The findings on how infants explore their environment using touch may represent a potential target for early intervention. New findings from researchers at Birkbeck, the University of East Anglia and the University of Cambridge show that the way babies’ brains respond to repeated touch predicts later behavioural features of autism in toddlerhood. 

In most individuals, sensory stimuli, such as noises, textures or vibrations, activate parts of the brain devoted to the processing of sensory information. When the same sensation is repeated, the brain dampens its response, leading to a process called “habituation”. Habituation is a fundamental mechanism that enables the “filtering out” of unimportant sensations, such as the continuing sound of air conditioning whirring or the constant feeling of clothes on the skin. As such, habituation is essential to focusing on new sensory information and preventing senses getting overloaded. Children with autism or Attention-Deficit Hyperactivity Disorder (ADHD) often show signs of sensory overload, particularly when experiencing touch. As such, the researchers wanted to find out if the brain not dampening its response (decreased brain habituation) to repeated touch (tactile) stimuli predicts later behaviour characteristics of autism and ADHD, which may explain the frequent co-occurrence of these conditions.

Infant siblings of children with autism and/or ADHD (who are at elevated likelihood for the development of these conditions themselves) and infant siblings of children without the disorders were tested when they were 10 months of age. Brain responses were recorded whilst infants’ feet were stimulated with repeated pairs of gentle vibrations. The researchers also collected judgements from parents of the infants’ touch-related behaviours through a set of questionnaires. Measures of autistic and ADHD traits were then collected from the same participants when they were 24 months old. Results showed that the babies who later had more autism features in their behaviour, had reduced brain habituation to repeated touch when they were 10 months of age. Importantly, results from the study also indicated that those infants who explored their environment using touch despite their decreased habituation of brain responses developed fewer autistic traits at 24 months. 

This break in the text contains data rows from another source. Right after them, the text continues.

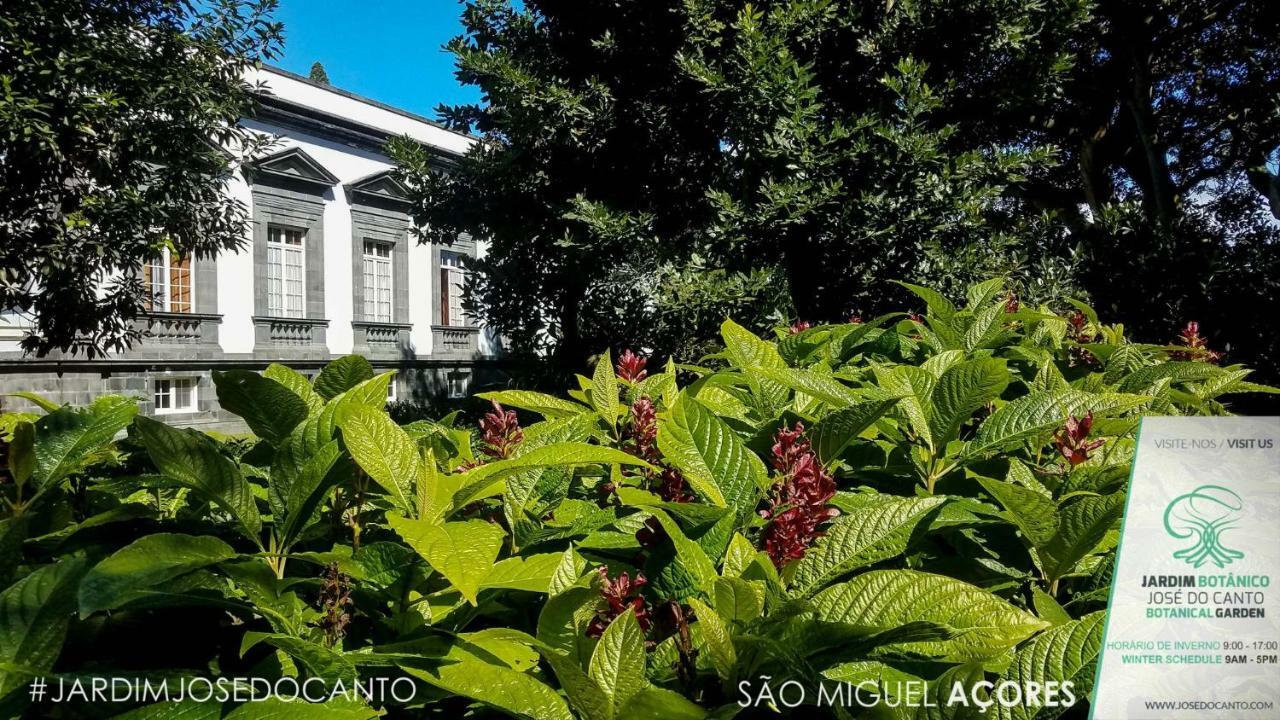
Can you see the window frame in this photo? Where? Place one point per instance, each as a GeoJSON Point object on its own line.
{"type": "Point", "coordinates": [286, 249]}
{"type": "Point", "coordinates": [172, 395]}
{"type": "Point", "coordinates": [167, 286]}
{"type": "Point", "coordinates": [452, 261]}
{"type": "Point", "coordinates": [370, 294]}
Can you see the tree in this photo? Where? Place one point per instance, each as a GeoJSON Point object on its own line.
{"type": "Point", "coordinates": [624, 142]}
{"type": "Point", "coordinates": [118, 132]}
{"type": "Point", "coordinates": [318, 73]}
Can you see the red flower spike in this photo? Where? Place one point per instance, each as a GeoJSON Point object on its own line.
{"type": "Point", "coordinates": [1197, 347]}
{"type": "Point", "coordinates": [630, 367]}
{"type": "Point", "coordinates": [799, 500]}
{"type": "Point", "coordinates": [1072, 440]}
{"type": "Point", "coordinates": [616, 597]}
{"type": "Point", "coordinates": [499, 433]}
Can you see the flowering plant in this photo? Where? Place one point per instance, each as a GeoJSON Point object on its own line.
{"type": "Point", "coordinates": [632, 550]}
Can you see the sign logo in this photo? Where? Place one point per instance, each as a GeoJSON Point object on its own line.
{"type": "Point", "coordinates": [1205, 514]}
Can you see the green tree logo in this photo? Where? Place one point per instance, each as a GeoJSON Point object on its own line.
{"type": "Point", "coordinates": [1205, 514]}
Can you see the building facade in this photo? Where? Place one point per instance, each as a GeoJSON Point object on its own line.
{"type": "Point", "coordinates": [330, 267]}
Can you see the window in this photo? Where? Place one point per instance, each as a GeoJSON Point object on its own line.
{"type": "Point", "coordinates": [453, 277]}
{"type": "Point", "coordinates": [284, 272]}
{"type": "Point", "coordinates": [458, 384]}
{"type": "Point", "coordinates": [174, 395]}
{"type": "Point", "coordinates": [168, 283]}
{"type": "Point", "coordinates": [378, 281]}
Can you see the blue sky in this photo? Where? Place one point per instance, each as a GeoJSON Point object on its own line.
{"type": "Point", "coordinates": [388, 50]}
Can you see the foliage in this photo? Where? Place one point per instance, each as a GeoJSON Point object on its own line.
{"type": "Point", "coordinates": [917, 496]}
{"type": "Point", "coordinates": [118, 126]}
{"type": "Point", "coordinates": [836, 145]}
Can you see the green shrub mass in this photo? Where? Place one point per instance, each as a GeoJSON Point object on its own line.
{"type": "Point", "coordinates": [927, 496]}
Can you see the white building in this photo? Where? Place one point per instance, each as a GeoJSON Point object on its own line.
{"type": "Point", "coordinates": [332, 268]}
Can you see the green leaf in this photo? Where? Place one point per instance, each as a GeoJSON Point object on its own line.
{"type": "Point", "coordinates": [302, 487]}
{"type": "Point", "coordinates": [1040, 413]}
{"type": "Point", "coordinates": [266, 406]}
{"type": "Point", "coordinates": [487, 479]}
{"type": "Point", "coordinates": [547, 405]}
{"type": "Point", "coordinates": [1034, 514]}
{"type": "Point", "coordinates": [296, 382]}
{"type": "Point", "coordinates": [501, 687]}
{"type": "Point", "coordinates": [193, 461]}
{"type": "Point", "coordinates": [343, 374]}
{"type": "Point", "coordinates": [464, 552]}
{"type": "Point", "coordinates": [277, 709]}
{"type": "Point", "coordinates": [814, 383]}
{"type": "Point", "coordinates": [837, 429]}
{"type": "Point", "coordinates": [35, 614]}
{"type": "Point", "coordinates": [961, 390]}
{"type": "Point", "coordinates": [882, 601]}
{"type": "Point", "coordinates": [604, 390]}
{"type": "Point", "coordinates": [383, 450]}
{"type": "Point", "coordinates": [37, 400]}
{"type": "Point", "coordinates": [661, 703]}
{"type": "Point", "coordinates": [67, 436]}
{"type": "Point", "coordinates": [877, 529]}
{"type": "Point", "coordinates": [937, 304]}
{"type": "Point", "coordinates": [737, 598]}
{"type": "Point", "coordinates": [750, 352]}
{"type": "Point", "coordinates": [1082, 527]}
{"type": "Point", "coordinates": [145, 563]}
{"type": "Point", "coordinates": [712, 458]}
{"type": "Point", "coordinates": [718, 642]}
{"type": "Point", "coordinates": [531, 573]}
{"type": "Point", "coordinates": [22, 452]}
{"type": "Point", "coordinates": [617, 664]}
{"type": "Point", "coordinates": [1065, 654]}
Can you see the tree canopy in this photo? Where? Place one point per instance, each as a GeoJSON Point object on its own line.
{"type": "Point", "coordinates": [117, 118]}
{"type": "Point", "coordinates": [631, 149]}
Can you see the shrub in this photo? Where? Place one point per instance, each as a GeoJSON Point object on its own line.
{"type": "Point", "coordinates": [913, 496]}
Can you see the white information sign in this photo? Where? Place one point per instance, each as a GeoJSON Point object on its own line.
{"type": "Point", "coordinates": [1193, 625]}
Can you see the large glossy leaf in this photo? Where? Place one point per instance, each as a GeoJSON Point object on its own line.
{"type": "Point", "coordinates": [837, 429]}
{"type": "Point", "coordinates": [296, 382]}
{"type": "Point", "coordinates": [1032, 513]}
{"type": "Point", "coordinates": [464, 552]}
{"type": "Point", "coordinates": [1082, 524]}
{"type": "Point", "coordinates": [266, 406]}
{"type": "Point", "coordinates": [192, 460]}
{"type": "Point", "coordinates": [1065, 654]}
{"type": "Point", "coordinates": [510, 691]}
{"type": "Point", "coordinates": [343, 374]}
{"type": "Point", "coordinates": [876, 529]}
{"type": "Point", "coordinates": [543, 404]}
{"type": "Point", "coordinates": [882, 601]}
{"type": "Point", "coordinates": [749, 352]}
{"type": "Point", "coordinates": [487, 479]}
{"type": "Point", "coordinates": [531, 573]}
{"type": "Point", "coordinates": [961, 390]}
{"type": "Point", "coordinates": [301, 484]}
{"type": "Point", "coordinates": [383, 450]}
{"type": "Point", "coordinates": [617, 665]}
{"type": "Point", "coordinates": [712, 458]}
{"type": "Point", "coordinates": [35, 614]}
{"type": "Point", "coordinates": [1040, 413]}
{"type": "Point", "coordinates": [145, 563]}
{"type": "Point", "coordinates": [604, 390]}
{"type": "Point", "coordinates": [65, 437]}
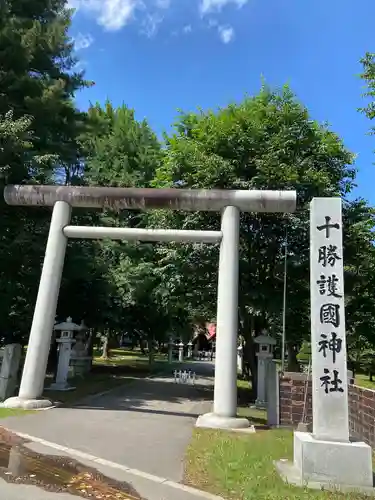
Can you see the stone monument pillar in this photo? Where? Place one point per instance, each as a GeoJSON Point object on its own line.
{"type": "Point", "coordinates": [190, 349]}
{"type": "Point", "coordinates": [170, 349]}
{"type": "Point", "coordinates": [65, 347]}
{"type": "Point", "coordinates": [240, 358]}
{"type": "Point", "coordinates": [264, 355]}
{"type": "Point", "coordinates": [9, 370]}
{"type": "Point", "coordinates": [327, 457]}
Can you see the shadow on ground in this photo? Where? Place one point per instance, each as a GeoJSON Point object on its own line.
{"type": "Point", "coordinates": [159, 395]}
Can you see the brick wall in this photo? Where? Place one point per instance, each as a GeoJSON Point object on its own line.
{"type": "Point", "coordinates": [361, 406]}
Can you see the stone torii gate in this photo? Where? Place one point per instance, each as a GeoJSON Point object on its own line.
{"type": "Point", "coordinates": [62, 198]}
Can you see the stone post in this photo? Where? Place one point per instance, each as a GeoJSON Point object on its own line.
{"type": "Point", "coordinates": [225, 392]}
{"type": "Point", "coordinates": [65, 348]}
{"type": "Point", "coordinates": [170, 349]}
{"type": "Point", "coordinates": [240, 358]}
{"type": "Point", "coordinates": [327, 457]}
{"type": "Point", "coordinates": [34, 371]}
{"type": "Point", "coordinates": [273, 398]}
{"type": "Point", "coordinates": [264, 355]}
{"type": "Point", "coordinates": [180, 352]}
{"type": "Point", "coordinates": [190, 349]}
{"type": "Point", "coordinates": [9, 370]}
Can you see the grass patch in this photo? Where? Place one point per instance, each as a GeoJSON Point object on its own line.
{"type": "Point", "coordinates": [240, 467]}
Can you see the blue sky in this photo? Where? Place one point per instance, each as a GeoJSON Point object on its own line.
{"type": "Point", "coordinates": [158, 56]}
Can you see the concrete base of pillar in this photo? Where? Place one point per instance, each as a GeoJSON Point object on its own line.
{"type": "Point", "coordinates": [259, 405]}
{"type": "Point", "coordinates": [329, 465]}
{"type": "Point", "coordinates": [27, 404]}
{"type": "Point", "coordinates": [60, 387]}
{"type": "Point", "coordinates": [213, 421]}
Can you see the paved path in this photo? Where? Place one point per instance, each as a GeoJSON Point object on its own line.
{"type": "Point", "coordinates": [145, 426]}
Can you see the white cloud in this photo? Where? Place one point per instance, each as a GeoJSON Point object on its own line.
{"type": "Point", "coordinates": [163, 4]}
{"type": "Point", "coordinates": [111, 14]}
{"type": "Point", "coordinates": [226, 33]}
{"type": "Point", "coordinates": [150, 24]}
{"type": "Point", "coordinates": [207, 6]}
{"type": "Point", "coordinates": [82, 41]}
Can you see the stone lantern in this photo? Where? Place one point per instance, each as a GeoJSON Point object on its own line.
{"type": "Point", "coordinates": [181, 351]}
{"type": "Point", "coordinates": [170, 349]}
{"type": "Point", "coordinates": [65, 341]}
{"type": "Point", "coordinates": [190, 349]}
{"type": "Point", "coordinates": [265, 354]}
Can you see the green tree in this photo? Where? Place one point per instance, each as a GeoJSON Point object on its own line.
{"type": "Point", "coordinates": [122, 152]}
{"type": "Point", "coordinates": [268, 141]}
{"type": "Point", "coordinates": [39, 131]}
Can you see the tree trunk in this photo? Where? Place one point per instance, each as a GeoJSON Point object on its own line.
{"type": "Point", "coordinates": [293, 365]}
{"type": "Point", "coordinates": [105, 347]}
{"type": "Point", "coordinates": [150, 350]}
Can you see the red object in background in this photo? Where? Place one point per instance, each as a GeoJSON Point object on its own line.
{"type": "Point", "coordinates": [211, 328]}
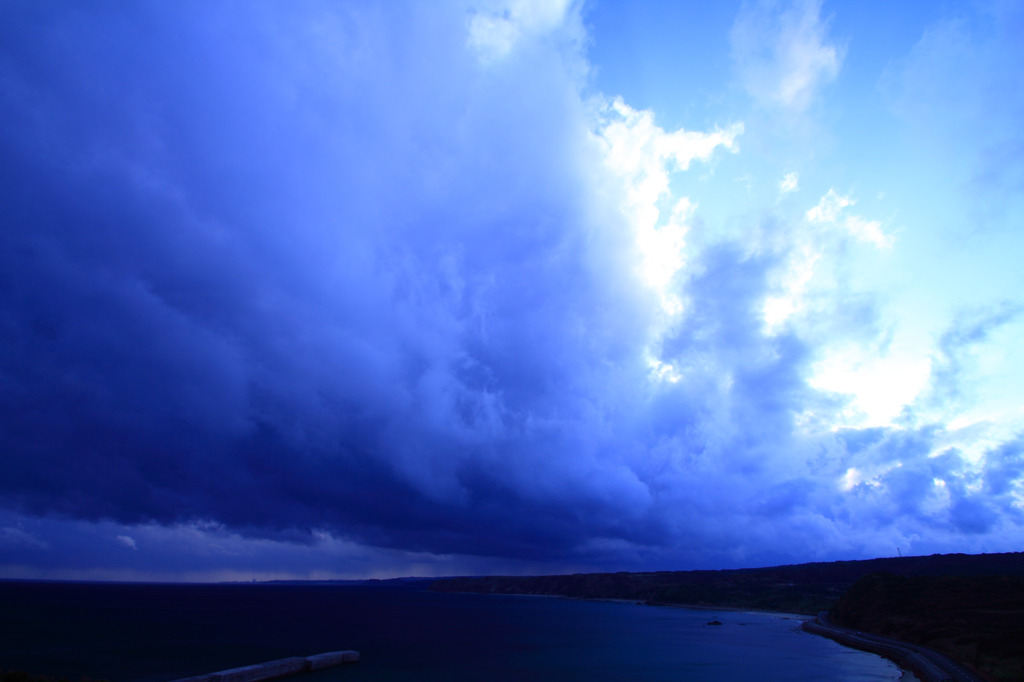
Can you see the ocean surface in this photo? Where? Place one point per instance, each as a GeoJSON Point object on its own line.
{"type": "Point", "coordinates": [153, 633]}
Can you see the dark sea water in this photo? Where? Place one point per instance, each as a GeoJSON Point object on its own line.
{"type": "Point", "coordinates": [152, 633]}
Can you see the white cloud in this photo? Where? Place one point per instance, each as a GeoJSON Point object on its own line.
{"type": "Point", "coordinates": [644, 156]}
{"type": "Point", "coordinates": [495, 32]}
{"type": "Point", "coordinates": [782, 53]}
{"type": "Point", "coordinates": [790, 182]}
{"type": "Point", "coordinates": [830, 208]}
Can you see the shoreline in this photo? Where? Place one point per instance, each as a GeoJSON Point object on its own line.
{"type": "Point", "coordinates": [926, 664]}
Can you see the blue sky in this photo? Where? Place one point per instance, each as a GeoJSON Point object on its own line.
{"type": "Point", "coordinates": [353, 289]}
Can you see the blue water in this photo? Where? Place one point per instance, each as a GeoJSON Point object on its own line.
{"type": "Point", "coordinates": [156, 633]}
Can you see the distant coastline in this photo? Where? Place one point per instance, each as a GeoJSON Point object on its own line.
{"type": "Point", "coordinates": [970, 607]}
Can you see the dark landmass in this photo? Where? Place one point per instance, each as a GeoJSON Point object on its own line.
{"type": "Point", "coordinates": [806, 588]}
{"type": "Point", "coordinates": [977, 620]}
{"type": "Point", "coordinates": [968, 606]}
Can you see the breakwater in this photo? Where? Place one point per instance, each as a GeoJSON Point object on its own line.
{"type": "Point", "coordinates": [274, 669]}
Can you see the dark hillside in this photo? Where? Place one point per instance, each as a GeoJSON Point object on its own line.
{"type": "Point", "coordinates": [807, 588]}
{"type": "Point", "coordinates": [978, 620]}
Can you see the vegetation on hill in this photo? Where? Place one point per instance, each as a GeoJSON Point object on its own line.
{"type": "Point", "coordinates": [969, 606]}
{"type": "Point", "coordinates": [978, 620]}
{"type": "Point", "coordinates": [807, 588]}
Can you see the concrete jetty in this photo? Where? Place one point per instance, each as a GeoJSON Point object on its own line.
{"type": "Point", "coordinates": [280, 668]}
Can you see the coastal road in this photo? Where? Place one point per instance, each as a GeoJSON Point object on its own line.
{"type": "Point", "coordinates": [930, 666]}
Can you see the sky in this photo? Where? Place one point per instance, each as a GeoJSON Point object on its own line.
{"type": "Point", "coordinates": [351, 289]}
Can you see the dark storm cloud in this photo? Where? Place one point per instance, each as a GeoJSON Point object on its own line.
{"type": "Point", "coordinates": [274, 271]}
{"type": "Point", "coordinates": [299, 286]}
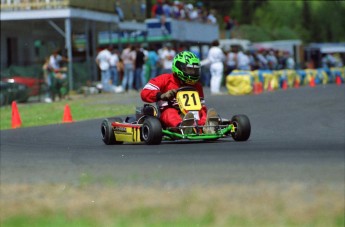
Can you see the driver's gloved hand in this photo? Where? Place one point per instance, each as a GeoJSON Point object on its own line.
{"type": "Point", "coordinates": [169, 95]}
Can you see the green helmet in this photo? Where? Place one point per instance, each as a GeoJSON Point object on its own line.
{"type": "Point", "coordinates": [186, 67]}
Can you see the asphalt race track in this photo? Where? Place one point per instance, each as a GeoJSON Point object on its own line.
{"type": "Point", "coordinates": [298, 135]}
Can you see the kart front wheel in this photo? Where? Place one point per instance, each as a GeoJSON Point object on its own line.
{"type": "Point", "coordinates": [151, 131]}
{"type": "Point", "coordinates": [242, 127]}
{"type": "Point", "coordinates": [108, 135]}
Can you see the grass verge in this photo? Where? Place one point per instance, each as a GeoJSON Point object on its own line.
{"type": "Point", "coordinates": [262, 204]}
{"type": "Point", "coordinates": [92, 107]}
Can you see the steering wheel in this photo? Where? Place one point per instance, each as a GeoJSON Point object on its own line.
{"type": "Point", "coordinates": [186, 88]}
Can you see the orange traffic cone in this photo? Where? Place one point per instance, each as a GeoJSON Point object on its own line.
{"type": "Point", "coordinates": [312, 82]}
{"type": "Point", "coordinates": [338, 80]}
{"type": "Point", "coordinates": [284, 85]}
{"type": "Point", "coordinates": [16, 121]}
{"type": "Point", "coordinates": [67, 116]}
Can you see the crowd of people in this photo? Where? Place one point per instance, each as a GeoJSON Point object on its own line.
{"type": "Point", "coordinates": [182, 11]}
{"type": "Point", "coordinates": [131, 68]}
{"type": "Point", "coordinates": [55, 75]}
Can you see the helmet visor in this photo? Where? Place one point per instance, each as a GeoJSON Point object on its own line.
{"type": "Point", "coordinates": [191, 70]}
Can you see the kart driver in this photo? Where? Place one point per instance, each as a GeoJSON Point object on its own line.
{"type": "Point", "coordinates": [162, 89]}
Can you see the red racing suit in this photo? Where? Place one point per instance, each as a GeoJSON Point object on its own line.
{"type": "Point", "coordinates": [170, 113]}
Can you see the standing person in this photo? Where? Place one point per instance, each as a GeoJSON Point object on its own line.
{"type": "Point", "coordinates": [153, 61]}
{"type": "Point", "coordinates": [47, 75]}
{"type": "Point", "coordinates": [162, 89]}
{"type": "Point", "coordinates": [139, 77]}
{"type": "Point", "coordinates": [113, 62]}
{"type": "Point", "coordinates": [58, 73]}
{"type": "Point", "coordinates": [128, 58]}
{"type": "Point", "coordinates": [167, 56]}
{"type": "Point", "coordinates": [102, 61]}
{"type": "Point", "coordinates": [215, 58]}
{"type": "Point", "coordinates": [243, 61]}
{"type": "Point", "coordinates": [231, 60]}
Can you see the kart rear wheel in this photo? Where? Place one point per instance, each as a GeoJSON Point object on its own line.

Elena Serena Piccardi, Research Fellow and Teaching Assistant at Birkbeck commented: “Sensory experiences in the first years of life are essential for infants to build a model of the world and themselves. Our research indicates not only that reduced habituation of brain responses in infancy predicts the extent of autism features in toddlerhood, but also that the way infants explore their environment using touch (also known as “tactile sensory seeking”) may represent a potential target for early intervention. “As part of our ongoing research, we are interested in characterizing individual differences in infants’ and children’s sensory seeking behaviours – whether children are active and engaged in their environment or not. Babies’ earliest learning happens through their senses. Thus, this research will help us understand why different children may prefer different sensory experiences, but also what experiences different children may need more of, and when and how to introduce them, so to best support their early learning.”

Dr. Teodora Gliga, Assistant Professor at the University of East Anglia, added: “Neurodevelopmental studies of autism have rarely investigated the perception of touch, in contrast with the frequent report of increased sensitivity to touch from individuals with autism. Given that this is associated with poor sleep and with eating difficulties in young children, studies such as ours may offer therapeutic insights into many of the symptoms associated with autism.” This research received funding from the UK Medical Research Council, the Wellcome Trust, the Innovative Medicine Initiative and the MQ Charity, and has been published in the Journal of Neurodevelopmental Disorders.